The Turkish press hasn't reacted yet. The NTVMSNBC channel only released a short TASS wire report and one major paper had a 2-paragraph report from its Moscow correspondent containing the Russian govt press release. I may have missed something because Newstrove and Daypop came up empty and Google hasn't cached today's papers yet.

I would look at this within the broader prespective of Turkish fascists' and islamists' waking up from their dreams of a pan-Turkic central asian empire. The fascist party MHP is a partner in a 3-party centrist coalition and is slowly distancing itself from its mafia/death squad militant base in preparation for the next elections, where it intends to add the urban middle class to its largely rural constituency. The islamists have been largely subdued by the army.

Since the Soviet collapse, the MHP has worked hand-in-hand with its traditional allies, the police, the army, the intelligence service MIT, and the remnants of the Turkish Gladio, to link up ideologically with Turkic nationalists in ex-soviet republics. The islamists under Necmeddin Erbakan, who are the Muslim Brotherhood's Turkish representative, also concentrated on Chechnia and Uzbekistan. Erbakan partly financed the terrorists responsible for the 1997 bombing in Uzbekistan. He was forced to leave the govt by the army shortly afterwards (not implying a connection, I don't know).

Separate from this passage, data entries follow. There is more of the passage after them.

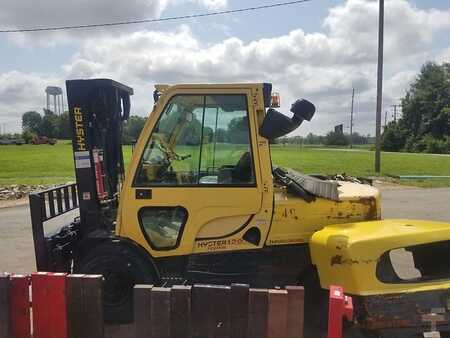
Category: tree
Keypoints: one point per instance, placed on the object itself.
(238, 130)
(31, 121)
(426, 106)
(63, 126)
(393, 138)
(49, 125)
(132, 128)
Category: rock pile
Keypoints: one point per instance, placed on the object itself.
(18, 191)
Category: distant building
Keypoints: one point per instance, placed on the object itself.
(58, 99)
(339, 129)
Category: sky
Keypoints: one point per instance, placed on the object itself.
(317, 50)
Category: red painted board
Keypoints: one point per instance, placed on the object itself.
(5, 307)
(58, 305)
(20, 307)
(49, 305)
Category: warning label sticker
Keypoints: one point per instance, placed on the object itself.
(82, 159)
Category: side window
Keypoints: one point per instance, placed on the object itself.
(163, 225)
(226, 156)
(171, 156)
(199, 140)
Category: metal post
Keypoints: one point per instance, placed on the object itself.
(62, 100)
(379, 88)
(351, 119)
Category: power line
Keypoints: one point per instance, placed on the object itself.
(171, 18)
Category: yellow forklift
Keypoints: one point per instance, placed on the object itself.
(201, 202)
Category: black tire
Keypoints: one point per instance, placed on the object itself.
(122, 267)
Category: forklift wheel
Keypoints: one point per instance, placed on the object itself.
(122, 267)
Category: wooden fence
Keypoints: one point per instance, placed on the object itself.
(56, 305)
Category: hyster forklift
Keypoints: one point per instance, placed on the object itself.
(202, 203)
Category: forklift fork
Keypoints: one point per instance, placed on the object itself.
(53, 251)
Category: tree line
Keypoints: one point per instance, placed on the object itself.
(58, 126)
(425, 122)
(331, 139)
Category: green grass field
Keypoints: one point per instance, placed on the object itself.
(44, 164)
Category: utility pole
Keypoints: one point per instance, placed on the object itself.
(379, 87)
(395, 111)
(351, 119)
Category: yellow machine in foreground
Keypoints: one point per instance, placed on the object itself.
(202, 203)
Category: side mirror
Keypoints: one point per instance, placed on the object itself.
(277, 125)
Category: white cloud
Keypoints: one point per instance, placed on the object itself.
(21, 92)
(321, 66)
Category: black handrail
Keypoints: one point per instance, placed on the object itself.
(43, 208)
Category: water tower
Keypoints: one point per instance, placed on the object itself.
(58, 99)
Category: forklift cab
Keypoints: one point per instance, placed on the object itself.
(200, 177)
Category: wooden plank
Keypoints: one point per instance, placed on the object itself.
(20, 307)
(142, 311)
(58, 305)
(41, 320)
(73, 191)
(277, 314)
(75, 311)
(257, 312)
(51, 203)
(239, 310)
(66, 198)
(160, 312)
(49, 305)
(211, 311)
(296, 300)
(59, 200)
(93, 306)
(180, 318)
(5, 306)
(120, 331)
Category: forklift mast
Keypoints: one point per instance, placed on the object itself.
(97, 109)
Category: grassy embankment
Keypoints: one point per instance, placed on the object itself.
(44, 164)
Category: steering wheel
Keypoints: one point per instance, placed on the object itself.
(168, 152)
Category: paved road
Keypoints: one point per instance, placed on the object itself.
(16, 246)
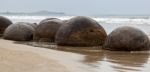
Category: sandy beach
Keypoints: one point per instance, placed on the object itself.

The MHP was involved in the coup attempt in Azerbaijan. Both parties supported the Chechens. They started to have imperial dreams, when in actual fact the US was allowing them to play these pathetic games in exchange for disrupting Soviet influence. Moreover, the islamic terrorists in Uzbekistan were the pretext for the Centrasbat military alliance between the US, UK, and central asian republics, giving the US the base it used to fly in special forces to Jalalabad. The Chechens, needless to say, were part of the US plan to keep Russia out of the Caspian oil bonanza by shutting down their main pipeline.

What has changed now is not Turkey, which was merely a negligible US proxy (the main support for the Chechens being channeled through Qaeda by the Saudis), but US-Russian relations. The US has decided to let Putin in on the Great Game, and I would really love to know what the terms of the Bush-Putin deal really are. So over to you, Chris.